The Holy Spirit showed up and did her work! We did go deep into the realities of the pain and fear that people of color experience EVERY DAY. I was confronted – again – that my white privilege allows me more comfort and access than I am aware of (or choose to be aware of) EVERY DAY. The raw, true emotions of my colleagues of color who must deal with ignorance, intolerance, and injustice EVERY DAY was humbling and hard to witness. We sat at the foot of the Cross together for a moment. I was confronted most starkly about the sin of racism and my need for repentance and redemption.
Powerful truths were shared in the presentations and reflections and (like most GOL offerings) were liberally sprinkled with humor and wit. Unfortunately, sometimes the humor got in the way of staying in the pain-filled places, which is indicative of such conversations. Just as we get to a place of dis-ease, we jerk back into a place of comfort (especially for white people) so as to not “lose” ourselves. And yet Jesus tells us in Matthew 10.39, “Those who find their life will lose it, and those who lose their life for my sake will find it.”

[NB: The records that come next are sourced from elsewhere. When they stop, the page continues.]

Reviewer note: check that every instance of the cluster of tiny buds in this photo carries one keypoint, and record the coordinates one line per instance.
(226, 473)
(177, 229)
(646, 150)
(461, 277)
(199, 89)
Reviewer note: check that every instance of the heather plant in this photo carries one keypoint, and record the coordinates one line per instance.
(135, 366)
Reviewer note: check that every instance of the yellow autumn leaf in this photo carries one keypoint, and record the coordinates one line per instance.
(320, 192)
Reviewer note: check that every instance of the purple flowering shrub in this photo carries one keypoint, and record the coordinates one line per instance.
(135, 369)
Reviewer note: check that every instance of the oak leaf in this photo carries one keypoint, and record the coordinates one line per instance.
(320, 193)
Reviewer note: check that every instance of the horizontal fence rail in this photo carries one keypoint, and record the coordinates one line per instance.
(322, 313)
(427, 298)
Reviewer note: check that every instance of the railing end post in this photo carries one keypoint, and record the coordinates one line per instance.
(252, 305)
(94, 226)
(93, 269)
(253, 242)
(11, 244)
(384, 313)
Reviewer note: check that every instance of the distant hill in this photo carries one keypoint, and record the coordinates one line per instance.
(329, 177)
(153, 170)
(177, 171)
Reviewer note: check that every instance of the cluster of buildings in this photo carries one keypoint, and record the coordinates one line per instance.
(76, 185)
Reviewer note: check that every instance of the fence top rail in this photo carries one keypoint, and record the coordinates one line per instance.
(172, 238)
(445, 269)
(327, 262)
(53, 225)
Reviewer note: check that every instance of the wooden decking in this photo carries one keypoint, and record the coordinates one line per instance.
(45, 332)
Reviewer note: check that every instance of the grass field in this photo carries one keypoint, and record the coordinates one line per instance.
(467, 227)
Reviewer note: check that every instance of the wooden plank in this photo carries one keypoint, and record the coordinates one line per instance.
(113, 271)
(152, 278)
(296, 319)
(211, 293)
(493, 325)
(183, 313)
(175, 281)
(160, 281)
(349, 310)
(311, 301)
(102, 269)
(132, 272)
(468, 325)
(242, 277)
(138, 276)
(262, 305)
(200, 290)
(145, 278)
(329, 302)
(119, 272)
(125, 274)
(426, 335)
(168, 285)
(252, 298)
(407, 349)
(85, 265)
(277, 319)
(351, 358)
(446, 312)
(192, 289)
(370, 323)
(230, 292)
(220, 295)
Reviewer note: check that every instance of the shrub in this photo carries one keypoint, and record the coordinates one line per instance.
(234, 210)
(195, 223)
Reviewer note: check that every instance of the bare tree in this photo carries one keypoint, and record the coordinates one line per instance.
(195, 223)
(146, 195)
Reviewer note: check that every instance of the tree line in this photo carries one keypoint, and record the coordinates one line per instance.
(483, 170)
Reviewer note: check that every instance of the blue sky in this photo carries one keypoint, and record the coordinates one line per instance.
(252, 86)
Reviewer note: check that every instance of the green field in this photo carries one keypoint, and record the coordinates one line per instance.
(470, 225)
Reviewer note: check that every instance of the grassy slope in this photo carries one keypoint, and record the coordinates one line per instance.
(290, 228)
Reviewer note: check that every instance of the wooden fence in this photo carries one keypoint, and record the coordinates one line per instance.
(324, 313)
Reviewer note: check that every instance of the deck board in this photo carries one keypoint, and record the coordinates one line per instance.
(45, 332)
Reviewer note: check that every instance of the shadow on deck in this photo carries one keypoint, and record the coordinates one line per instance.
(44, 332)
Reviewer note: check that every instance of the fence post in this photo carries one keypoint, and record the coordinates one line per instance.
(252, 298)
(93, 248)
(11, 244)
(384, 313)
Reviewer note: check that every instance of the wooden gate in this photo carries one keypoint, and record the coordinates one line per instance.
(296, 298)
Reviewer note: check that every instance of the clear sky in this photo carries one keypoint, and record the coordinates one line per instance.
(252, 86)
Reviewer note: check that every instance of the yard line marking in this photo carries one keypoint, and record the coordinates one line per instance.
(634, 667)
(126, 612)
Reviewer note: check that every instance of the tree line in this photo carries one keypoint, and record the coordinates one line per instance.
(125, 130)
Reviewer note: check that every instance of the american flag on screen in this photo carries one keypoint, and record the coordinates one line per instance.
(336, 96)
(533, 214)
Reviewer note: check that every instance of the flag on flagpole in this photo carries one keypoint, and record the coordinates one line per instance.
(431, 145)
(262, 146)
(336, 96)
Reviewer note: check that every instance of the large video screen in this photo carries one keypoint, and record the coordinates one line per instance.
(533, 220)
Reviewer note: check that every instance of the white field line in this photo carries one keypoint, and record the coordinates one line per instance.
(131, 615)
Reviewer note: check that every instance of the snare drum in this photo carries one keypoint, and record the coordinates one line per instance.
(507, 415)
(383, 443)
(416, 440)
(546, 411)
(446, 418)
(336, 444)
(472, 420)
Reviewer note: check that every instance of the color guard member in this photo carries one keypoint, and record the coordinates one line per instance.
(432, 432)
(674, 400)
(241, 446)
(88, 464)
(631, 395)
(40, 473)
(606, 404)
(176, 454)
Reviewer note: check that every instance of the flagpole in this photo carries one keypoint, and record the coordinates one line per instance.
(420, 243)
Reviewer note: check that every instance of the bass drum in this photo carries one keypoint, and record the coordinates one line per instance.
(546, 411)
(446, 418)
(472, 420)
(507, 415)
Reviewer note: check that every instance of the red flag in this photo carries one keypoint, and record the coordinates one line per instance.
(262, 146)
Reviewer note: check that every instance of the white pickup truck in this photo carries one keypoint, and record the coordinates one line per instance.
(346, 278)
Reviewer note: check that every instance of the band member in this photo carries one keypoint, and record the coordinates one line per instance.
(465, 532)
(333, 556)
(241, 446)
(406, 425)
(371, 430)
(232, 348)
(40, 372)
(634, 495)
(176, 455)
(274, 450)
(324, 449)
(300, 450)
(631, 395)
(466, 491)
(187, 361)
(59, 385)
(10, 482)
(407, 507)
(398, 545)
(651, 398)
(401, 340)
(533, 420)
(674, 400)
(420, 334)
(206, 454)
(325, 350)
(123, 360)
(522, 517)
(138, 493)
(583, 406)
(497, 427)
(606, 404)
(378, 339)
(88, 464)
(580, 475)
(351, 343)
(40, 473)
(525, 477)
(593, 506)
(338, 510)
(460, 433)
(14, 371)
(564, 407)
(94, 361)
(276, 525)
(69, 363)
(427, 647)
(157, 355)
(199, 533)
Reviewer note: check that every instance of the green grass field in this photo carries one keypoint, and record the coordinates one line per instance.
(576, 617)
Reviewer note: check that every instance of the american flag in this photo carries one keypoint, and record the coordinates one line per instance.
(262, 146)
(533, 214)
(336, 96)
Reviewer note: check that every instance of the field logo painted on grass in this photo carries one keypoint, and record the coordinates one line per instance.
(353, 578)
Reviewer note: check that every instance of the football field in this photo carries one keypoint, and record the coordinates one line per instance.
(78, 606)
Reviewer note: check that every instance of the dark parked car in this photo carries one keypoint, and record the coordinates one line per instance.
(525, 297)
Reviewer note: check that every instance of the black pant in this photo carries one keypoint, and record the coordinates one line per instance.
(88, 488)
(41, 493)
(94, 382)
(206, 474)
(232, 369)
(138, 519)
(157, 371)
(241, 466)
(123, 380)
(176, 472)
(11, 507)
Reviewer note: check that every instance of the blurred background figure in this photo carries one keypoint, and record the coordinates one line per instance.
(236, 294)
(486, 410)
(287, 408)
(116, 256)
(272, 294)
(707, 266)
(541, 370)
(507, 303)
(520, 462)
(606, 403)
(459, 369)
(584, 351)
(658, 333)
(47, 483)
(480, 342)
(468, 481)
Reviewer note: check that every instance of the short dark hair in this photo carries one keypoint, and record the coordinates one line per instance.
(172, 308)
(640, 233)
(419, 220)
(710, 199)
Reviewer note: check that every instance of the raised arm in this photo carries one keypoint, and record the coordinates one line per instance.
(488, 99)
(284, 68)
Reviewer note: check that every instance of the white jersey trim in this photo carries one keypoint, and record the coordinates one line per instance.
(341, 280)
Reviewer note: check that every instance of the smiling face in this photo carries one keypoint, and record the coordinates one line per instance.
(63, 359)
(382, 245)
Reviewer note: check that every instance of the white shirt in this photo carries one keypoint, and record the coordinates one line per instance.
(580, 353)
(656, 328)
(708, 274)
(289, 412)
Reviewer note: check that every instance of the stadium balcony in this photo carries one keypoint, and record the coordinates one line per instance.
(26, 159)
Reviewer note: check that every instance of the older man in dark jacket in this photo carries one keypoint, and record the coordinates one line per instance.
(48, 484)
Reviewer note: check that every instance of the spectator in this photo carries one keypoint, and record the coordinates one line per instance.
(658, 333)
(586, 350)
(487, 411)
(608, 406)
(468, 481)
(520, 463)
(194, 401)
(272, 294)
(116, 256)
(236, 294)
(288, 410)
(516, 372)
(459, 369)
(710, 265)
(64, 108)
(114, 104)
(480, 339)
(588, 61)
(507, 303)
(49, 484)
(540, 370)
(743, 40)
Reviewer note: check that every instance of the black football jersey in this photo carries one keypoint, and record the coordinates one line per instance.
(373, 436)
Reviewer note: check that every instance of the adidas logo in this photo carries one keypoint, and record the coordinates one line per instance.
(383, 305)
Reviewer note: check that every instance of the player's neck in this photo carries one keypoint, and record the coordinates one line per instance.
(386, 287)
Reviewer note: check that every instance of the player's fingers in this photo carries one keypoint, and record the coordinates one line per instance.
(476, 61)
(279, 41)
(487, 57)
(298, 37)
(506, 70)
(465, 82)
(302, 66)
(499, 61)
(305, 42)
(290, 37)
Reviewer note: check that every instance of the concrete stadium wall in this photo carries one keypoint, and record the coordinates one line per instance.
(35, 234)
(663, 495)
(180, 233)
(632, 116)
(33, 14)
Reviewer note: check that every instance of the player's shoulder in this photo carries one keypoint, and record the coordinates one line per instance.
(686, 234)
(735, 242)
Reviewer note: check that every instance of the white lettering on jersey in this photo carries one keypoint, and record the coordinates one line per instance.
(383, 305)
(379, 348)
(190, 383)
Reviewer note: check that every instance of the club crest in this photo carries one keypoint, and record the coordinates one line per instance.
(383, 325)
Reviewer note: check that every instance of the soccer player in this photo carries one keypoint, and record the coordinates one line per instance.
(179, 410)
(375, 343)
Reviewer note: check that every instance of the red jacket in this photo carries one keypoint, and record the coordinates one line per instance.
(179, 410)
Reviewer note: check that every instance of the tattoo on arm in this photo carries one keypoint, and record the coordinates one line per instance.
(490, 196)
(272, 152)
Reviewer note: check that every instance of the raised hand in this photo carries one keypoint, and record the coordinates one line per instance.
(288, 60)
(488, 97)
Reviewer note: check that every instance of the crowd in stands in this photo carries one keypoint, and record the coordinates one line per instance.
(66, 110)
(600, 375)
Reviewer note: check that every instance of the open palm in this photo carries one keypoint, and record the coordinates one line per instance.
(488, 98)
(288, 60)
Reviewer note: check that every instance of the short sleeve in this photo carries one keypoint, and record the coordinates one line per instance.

Two days is not nearly enough time to do this topic justice. Truthfully, a lifetime is probably not long enough, but that is what we have, so I am compelled to continue the work I have to do to be in those uncomfortable places. I am beholden to my courageous colleagues who accompanied me on this short journey. It was one of the most powerful and honest meetings I’ve attended. In a short time, we were able to trust each other enough to speak the Truth. That is what makes GOL a positive and necessary part of our continued formation.